Now let’s split them into training and test set:

from sklearn.model_selection import train_test_split
X_train, X_test, y_train, y_test = train_test_split(X_digits, y_digits, random_state=42)

Now let’s go ahead and train a logistic regression model and evaluate its performance on the test set:

from sklearn.linear_model import LogisticRegression
log_reg = LogisticRegression()
log_reg.fit(X_train, y_train)

Now Let’s evaluate its accuracy on the test set:

log_reg_score = log_reg.score(X_test, y_test)
log_reg_score

Ok so now we have an accuracy of 96.88%. Let’s see if we can do better by using K-Means as a preprocessing step. We will be creating a pipeline that will first cluster the training set into 50 clusters and replace those images with their distances to these 50 clusters, then after that, we will apply the Logistic Regression model:

from sklearn.pipeline import Pipeline

pipeline = Pipeline([

(“kmeans”, KMeans(n_clusters=50)),

(“log_reg”, LogisticRegression()),

])

pipeline.fit(X_train, y_train)

Let’s evaluate this pipeline on test set:

pipeline_score = pipeline.score(X_test, y_test)

pipeline_score

Boom! We just increased the accuracy of the model. But here we choose the number of clusters k arbitrarily. Let’s go ahead and apply grid search to find a better k value:

param_grid = dict(kmeans__n_clusters=range(2, 100))
grid_clf = GridSearchCV(pipeline, param_grid, cv=3, verbose=2)
grid_clf.fit(X_train, y_train)

Warning the above step might be time-consuming!

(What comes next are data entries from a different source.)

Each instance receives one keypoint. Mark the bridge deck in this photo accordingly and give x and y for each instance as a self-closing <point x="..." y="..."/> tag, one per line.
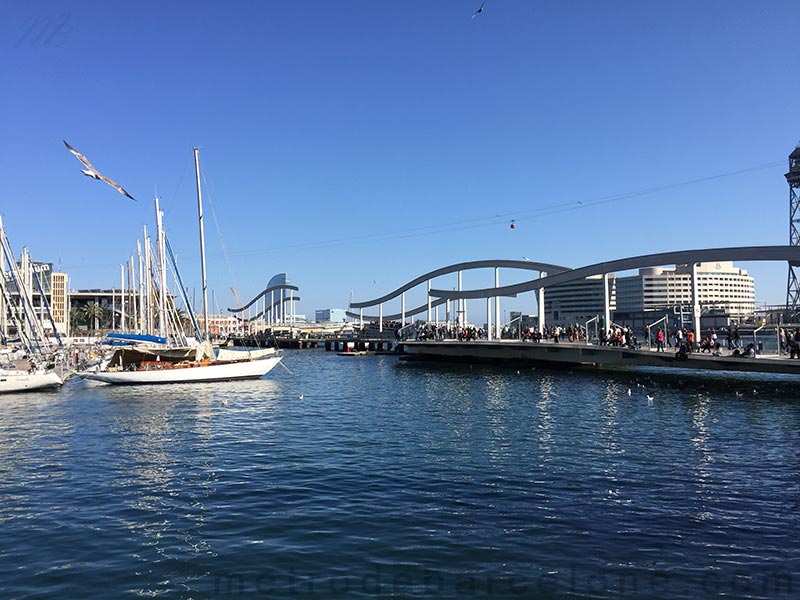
<point x="565" y="354"/>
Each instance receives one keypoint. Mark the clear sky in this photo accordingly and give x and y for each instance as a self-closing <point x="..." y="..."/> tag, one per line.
<point x="356" y="144"/>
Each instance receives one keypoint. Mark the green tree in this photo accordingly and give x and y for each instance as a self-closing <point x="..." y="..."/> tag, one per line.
<point x="91" y="314"/>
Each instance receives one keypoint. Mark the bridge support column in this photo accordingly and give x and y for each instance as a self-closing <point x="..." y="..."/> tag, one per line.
<point x="488" y="318"/>
<point x="497" y="324"/>
<point x="696" y="303"/>
<point x="429" y="301"/>
<point x="460" y="311"/>
<point x="540" y="308"/>
<point x="606" y="303"/>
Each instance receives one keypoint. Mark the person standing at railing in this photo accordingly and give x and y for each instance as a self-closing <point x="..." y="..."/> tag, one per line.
<point x="659" y="340"/>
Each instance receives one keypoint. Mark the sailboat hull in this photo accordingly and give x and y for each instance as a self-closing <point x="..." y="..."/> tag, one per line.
<point x="229" y="371"/>
<point x="22" y="381"/>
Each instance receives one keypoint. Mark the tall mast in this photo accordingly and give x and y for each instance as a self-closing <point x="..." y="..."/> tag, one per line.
<point x="3" y="326"/>
<point x="202" y="242"/>
<point x="162" y="273"/>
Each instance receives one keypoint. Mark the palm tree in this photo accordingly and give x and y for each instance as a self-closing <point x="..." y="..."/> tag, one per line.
<point x="91" y="314"/>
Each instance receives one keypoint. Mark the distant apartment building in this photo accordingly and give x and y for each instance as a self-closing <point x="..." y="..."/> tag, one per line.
<point x="48" y="294"/>
<point x="578" y="301"/>
<point x="721" y="288"/>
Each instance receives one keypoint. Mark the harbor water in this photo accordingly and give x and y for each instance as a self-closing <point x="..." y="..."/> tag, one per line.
<point x="359" y="477"/>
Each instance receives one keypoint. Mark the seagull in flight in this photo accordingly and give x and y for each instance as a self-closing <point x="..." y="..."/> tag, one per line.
<point x="90" y="171"/>
<point x="480" y="10"/>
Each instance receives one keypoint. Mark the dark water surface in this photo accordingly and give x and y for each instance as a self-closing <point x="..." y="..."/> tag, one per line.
<point x="387" y="480"/>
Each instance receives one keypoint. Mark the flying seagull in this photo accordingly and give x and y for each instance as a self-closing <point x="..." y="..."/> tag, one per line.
<point x="480" y="10"/>
<point x="90" y="171"/>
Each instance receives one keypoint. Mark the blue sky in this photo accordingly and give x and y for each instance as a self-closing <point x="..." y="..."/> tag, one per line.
<point x="358" y="144"/>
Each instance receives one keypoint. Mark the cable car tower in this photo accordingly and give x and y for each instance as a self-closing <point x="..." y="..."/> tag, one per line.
<point x="793" y="286"/>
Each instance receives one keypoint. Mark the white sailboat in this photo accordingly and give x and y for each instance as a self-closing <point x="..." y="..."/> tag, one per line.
<point x="130" y="366"/>
<point x="30" y="367"/>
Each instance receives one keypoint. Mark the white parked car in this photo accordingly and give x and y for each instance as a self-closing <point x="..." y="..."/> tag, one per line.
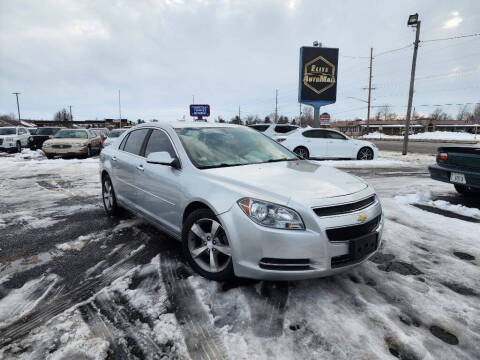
<point x="274" y="130"/>
<point x="327" y="144"/>
<point x="13" y="138"/>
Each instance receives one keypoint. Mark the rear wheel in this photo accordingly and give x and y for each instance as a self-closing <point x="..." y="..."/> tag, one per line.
<point x="108" y="196"/>
<point x="365" y="153"/>
<point x="467" y="190"/>
<point x="302" y="151"/>
<point x="206" y="246"/>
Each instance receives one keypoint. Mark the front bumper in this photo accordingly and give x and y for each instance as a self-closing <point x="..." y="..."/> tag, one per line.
<point x="297" y="254"/>
<point x="442" y="173"/>
<point x="65" y="152"/>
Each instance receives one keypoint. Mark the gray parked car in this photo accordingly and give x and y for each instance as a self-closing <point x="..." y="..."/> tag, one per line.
<point x="240" y="203"/>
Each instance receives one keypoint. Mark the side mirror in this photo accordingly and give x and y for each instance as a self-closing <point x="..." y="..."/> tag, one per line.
<point x="163" y="158"/>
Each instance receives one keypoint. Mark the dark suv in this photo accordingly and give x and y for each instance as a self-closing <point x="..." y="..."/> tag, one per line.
<point x="35" y="141"/>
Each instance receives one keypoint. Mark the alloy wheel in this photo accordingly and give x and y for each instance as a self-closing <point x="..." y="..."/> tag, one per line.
<point x="208" y="245"/>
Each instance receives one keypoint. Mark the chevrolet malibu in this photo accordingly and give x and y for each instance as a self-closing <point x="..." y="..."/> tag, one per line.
<point x="240" y="203"/>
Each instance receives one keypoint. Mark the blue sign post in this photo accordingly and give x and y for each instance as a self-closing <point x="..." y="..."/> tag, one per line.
<point x="199" y="111"/>
<point x="318" y="78"/>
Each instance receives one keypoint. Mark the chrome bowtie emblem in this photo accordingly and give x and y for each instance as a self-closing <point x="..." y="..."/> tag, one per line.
<point x="362" y="217"/>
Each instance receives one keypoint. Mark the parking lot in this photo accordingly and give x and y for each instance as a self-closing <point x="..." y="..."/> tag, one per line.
<point x="75" y="284"/>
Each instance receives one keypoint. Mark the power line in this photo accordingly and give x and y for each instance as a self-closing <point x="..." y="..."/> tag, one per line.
<point x="453" y="37"/>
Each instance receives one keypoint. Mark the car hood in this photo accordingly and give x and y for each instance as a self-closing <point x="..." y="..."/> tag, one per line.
<point x="67" y="141"/>
<point x="300" y="181"/>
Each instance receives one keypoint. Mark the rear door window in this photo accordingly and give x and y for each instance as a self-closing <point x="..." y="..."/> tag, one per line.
<point x="134" y="142"/>
<point x="159" y="141"/>
<point x="335" y="135"/>
<point x="317" y="134"/>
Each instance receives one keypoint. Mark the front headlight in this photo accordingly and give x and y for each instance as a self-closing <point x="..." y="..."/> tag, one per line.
<point x="271" y="215"/>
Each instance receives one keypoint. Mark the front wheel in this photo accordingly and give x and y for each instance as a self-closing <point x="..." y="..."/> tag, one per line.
<point x="467" y="190"/>
<point x="302" y="152"/>
<point x="206" y="246"/>
<point x="365" y="154"/>
<point x="108" y="196"/>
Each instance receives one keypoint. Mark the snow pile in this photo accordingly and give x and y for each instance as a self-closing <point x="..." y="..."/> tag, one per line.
<point x="434" y="135"/>
<point x="425" y="198"/>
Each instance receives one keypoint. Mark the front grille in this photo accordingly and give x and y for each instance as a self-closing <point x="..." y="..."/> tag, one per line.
<point x="285" y="264"/>
<point x="354" y="231"/>
<point x="345" y="208"/>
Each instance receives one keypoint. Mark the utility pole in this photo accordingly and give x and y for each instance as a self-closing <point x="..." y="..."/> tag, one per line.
<point x="18" y="106"/>
<point x="276" y="106"/>
<point x="300" y="114"/>
<point x="412" y="21"/>
<point x="369" y="91"/>
<point x="119" y="109"/>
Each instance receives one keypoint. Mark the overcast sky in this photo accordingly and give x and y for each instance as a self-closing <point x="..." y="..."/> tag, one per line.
<point x="227" y="53"/>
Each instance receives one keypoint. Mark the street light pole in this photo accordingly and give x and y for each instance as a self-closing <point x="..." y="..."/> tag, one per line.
<point x="413" y="21"/>
<point x="18" y="106"/>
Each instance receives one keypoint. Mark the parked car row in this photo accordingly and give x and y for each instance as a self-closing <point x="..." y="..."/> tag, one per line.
<point x="310" y="143"/>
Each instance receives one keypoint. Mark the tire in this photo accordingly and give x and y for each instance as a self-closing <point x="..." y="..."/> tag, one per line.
<point x="302" y="151"/>
<point x="365" y="153"/>
<point x="108" y="197"/>
<point x="467" y="190"/>
<point x="208" y="254"/>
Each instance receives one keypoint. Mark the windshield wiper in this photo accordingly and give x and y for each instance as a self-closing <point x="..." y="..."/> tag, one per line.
<point x="219" y="165"/>
<point x="277" y="160"/>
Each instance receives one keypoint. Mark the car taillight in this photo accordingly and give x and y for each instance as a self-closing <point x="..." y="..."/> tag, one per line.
<point x="442" y="156"/>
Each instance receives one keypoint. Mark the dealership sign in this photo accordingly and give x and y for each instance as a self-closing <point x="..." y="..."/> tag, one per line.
<point x="318" y="75"/>
<point x="199" y="110"/>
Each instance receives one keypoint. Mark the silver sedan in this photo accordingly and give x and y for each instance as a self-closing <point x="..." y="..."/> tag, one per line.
<point x="240" y="203"/>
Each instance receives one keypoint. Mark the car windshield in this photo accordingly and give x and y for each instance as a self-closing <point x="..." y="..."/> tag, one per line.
<point x="116" y="133"/>
<point x="71" y="134"/>
<point x="46" y="131"/>
<point x="221" y="147"/>
<point x="7" y="131"/>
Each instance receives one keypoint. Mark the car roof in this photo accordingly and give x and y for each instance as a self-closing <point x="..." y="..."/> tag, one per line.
<point x="187" y="124"/>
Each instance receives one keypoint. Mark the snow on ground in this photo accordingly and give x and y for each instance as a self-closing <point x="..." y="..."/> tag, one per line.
<point x="418" y="298"/>
<point x="388" y="159"/>
<point x="426" y="199"/>
<point x="434" y="135"/>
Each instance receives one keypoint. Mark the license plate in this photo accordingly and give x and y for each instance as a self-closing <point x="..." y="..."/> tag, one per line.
<point x="458" y="178"/>
<point x="359" y="248"/>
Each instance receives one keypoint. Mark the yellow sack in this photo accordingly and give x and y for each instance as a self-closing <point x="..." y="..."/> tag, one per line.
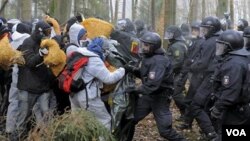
<point x="55" y="24"/>
<point x="8" y="55"/>
<point x="96" y="27"/>
<point x="56" y="58"/>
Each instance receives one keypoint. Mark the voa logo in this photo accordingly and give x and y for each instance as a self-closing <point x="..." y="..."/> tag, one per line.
<point x="236" y="132"/>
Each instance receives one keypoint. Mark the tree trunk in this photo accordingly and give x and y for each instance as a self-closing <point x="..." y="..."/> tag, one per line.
<point x="170" y="10"/>
<point x="123" y="9"/>
<point x="62" y="10"/>
<point x="26" y="10"/>
<point x="153" y="14"/>
<point x="194" y="11"/>
<point x="221" y="8"/>
<point x="203" y="8"/>
<point x="133" y="10"/>
<point x="232" y="10"/>
<point x="169" y="19"/>
<point x="116" y="10"/>
<point x="111" y="10"/>
<point x="2" y="9"/>
<point x="35" y="9"/>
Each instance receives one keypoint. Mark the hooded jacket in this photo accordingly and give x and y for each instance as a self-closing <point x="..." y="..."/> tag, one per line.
<point x="95" y="73"/>
<point x="34" y="77"/>
<point x="17" y="40"/>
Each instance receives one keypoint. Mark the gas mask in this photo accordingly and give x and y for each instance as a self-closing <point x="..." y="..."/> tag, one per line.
<point x="84" y="43"/>
<point x="204" y="32"/>
<point x="247" y="43"/>
<point x="146" y="49"/>
<point x="221" y="48"/>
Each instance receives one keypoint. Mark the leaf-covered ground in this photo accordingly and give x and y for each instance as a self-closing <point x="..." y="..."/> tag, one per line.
<point x="147" y="130"/>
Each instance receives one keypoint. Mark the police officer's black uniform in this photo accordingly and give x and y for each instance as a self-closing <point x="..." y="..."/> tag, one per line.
<point x="177" y="52"/>
<point x="156" y="88"/>
<point x="232" y="101"/>
<point x="206" y="65"/>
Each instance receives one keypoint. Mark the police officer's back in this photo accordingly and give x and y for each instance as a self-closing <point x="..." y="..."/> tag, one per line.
<point x="156" y="88"/>
<point x="232" y="105"/>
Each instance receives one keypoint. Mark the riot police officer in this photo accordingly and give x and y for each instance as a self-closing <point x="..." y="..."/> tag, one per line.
<point x="156" y="88"/>
<point x="242" y="24"/>
<point x="231" y="106"/>
<point x="246" y="35"/>
<point x="211" y="29"/>
<point x="140" y="28"/>
<point x="196" y="76"/>
<point x="177" y="52"/>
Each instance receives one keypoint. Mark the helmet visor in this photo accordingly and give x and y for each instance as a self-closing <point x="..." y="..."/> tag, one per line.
<point x="220" y="48"/>
<point x="121" y="25"/>
<point x="168" y="35"/>
<point x="204" y="31"/>
<point x="246" y="42"/>
<point x="145" y="48"/>
<point x="47" y="32"/>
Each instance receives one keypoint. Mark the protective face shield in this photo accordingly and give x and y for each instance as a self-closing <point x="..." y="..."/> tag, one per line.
<point x="146" y="49"/>
<point x="121" y="25"/>
<point x="220" y="48"/>
<point x="240" y="24"/>
<point x="47" y="32"/>
<point x="204" y="31"/>
<point x="195" y="33"/>
<point x="84" y="43"/>
<point x="168" y="35"/>
<point x="247" y="43"/>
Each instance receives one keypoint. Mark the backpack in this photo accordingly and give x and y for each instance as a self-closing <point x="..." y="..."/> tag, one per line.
<point x="245" y="96"/>
<point x="70" y="80"/>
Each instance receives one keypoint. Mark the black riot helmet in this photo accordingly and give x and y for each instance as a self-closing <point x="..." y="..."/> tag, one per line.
<point x="185" y="29"/>
<point x="242" y="24"/>
<point x="228" y="41"/>
<point x="125" y="25"/>
<point x="151" y="41"/>
<point x="42" y="30"/>
<point x="196" y="25"/>
<point x="173" y="33"/>
<point x="139" y="25"/>
<point x="209" y="26"/>
<point x="246" y="36"/>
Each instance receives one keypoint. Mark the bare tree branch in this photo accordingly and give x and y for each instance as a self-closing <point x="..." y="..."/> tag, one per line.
<point x="3" y="6"/>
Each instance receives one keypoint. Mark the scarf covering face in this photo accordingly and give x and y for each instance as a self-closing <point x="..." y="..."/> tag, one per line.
<point x="96" y="47"/>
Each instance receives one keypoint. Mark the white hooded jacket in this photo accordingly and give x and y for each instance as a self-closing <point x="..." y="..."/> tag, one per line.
<point x="95" y="72"/>
<point x="17" y="40"/>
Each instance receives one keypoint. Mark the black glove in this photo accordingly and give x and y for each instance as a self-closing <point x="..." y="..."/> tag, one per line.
<point x="43" y="51"/>
<point x="131" y="89"/>
<point x="129" y="67"/>
<point x="215" y="113"/>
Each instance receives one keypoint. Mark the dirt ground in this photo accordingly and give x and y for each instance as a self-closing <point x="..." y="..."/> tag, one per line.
<point x="147" y="130"/>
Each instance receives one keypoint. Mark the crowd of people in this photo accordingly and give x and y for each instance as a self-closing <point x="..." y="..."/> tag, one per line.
<point x="211" y="56"/>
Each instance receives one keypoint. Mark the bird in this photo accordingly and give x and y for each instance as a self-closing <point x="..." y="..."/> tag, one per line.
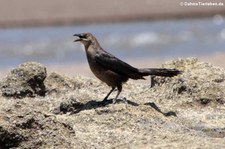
<point x="113" y="71"/>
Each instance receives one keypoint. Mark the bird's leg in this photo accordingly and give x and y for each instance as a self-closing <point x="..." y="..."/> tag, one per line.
<point x="106" y="97"/>
<point x="118" y="93"/>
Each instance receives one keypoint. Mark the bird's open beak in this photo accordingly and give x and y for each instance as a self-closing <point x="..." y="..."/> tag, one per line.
<point x="80" y="37"/>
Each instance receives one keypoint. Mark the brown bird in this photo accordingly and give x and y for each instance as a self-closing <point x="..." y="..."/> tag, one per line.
<point x="112" y="70"/>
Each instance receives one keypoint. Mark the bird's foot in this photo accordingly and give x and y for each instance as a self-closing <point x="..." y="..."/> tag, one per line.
<point x="119" y="100"/>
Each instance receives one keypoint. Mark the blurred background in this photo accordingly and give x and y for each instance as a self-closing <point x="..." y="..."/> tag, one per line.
<point x="143" y="33"/>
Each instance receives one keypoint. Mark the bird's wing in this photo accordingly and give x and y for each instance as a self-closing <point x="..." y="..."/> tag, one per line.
<point x="114" y="64"/>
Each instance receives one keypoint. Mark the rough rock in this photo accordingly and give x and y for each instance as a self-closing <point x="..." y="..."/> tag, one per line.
<point x="186" y="111"/>
<point x="25" y="80"/>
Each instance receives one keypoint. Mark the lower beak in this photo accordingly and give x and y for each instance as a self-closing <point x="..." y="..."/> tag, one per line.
<point x="79" y="39"/>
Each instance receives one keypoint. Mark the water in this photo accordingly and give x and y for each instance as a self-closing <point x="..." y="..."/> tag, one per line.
<point x="159" y="39"/>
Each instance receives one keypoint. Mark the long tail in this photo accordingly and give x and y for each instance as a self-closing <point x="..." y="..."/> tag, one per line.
<point x="159" y="72"/>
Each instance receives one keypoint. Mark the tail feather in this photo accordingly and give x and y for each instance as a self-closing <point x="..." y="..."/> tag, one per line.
<point x="159" y="72"/>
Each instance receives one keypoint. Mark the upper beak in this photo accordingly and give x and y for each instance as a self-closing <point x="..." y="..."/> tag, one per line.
<point x="80" y="37"/>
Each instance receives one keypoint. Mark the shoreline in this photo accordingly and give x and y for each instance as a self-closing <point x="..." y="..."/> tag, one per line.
<point x="34" y="14"/>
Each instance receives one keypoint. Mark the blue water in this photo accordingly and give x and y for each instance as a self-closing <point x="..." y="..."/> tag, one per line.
<point x="158" y="39"/>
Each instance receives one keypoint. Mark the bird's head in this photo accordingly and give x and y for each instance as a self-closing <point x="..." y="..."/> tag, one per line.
<point x="86" y="39"/>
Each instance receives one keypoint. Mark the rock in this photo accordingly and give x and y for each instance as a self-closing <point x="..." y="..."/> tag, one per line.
<point x="57" y="84"/>
<point x="25" y="81"/>
<point x="201" y="81"/>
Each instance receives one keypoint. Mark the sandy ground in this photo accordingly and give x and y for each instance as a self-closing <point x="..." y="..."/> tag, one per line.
<point x="185" y="111"/>
<point x="15" y="13"/>
<point x="75" y="69"/>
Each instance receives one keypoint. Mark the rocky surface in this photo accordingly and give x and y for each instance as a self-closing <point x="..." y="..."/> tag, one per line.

Let’s see the best cluster that we got and its accuracy:

grid_clf.best_params_

The accuracy now is:

grid_clf.score(X_test, y_test)

Here we got a significant boost in accuracy compared to earlier on the test set.

End Notes

To sum up, in this article we saw what is clustering?, why is clustering required? , various applications of clustering, a brief about the K Means algorithm, and lastly in detail practical implementations of some of the applications using clustering. I hope you liked it!

Stay tuned!

Check out my other blogs here.

I hope you enjoyed reading this article, if you found it useful, please share it among your friends on social media too. For any queries and suggestions feel free to ping me here in the comments or you can directly reach me through email.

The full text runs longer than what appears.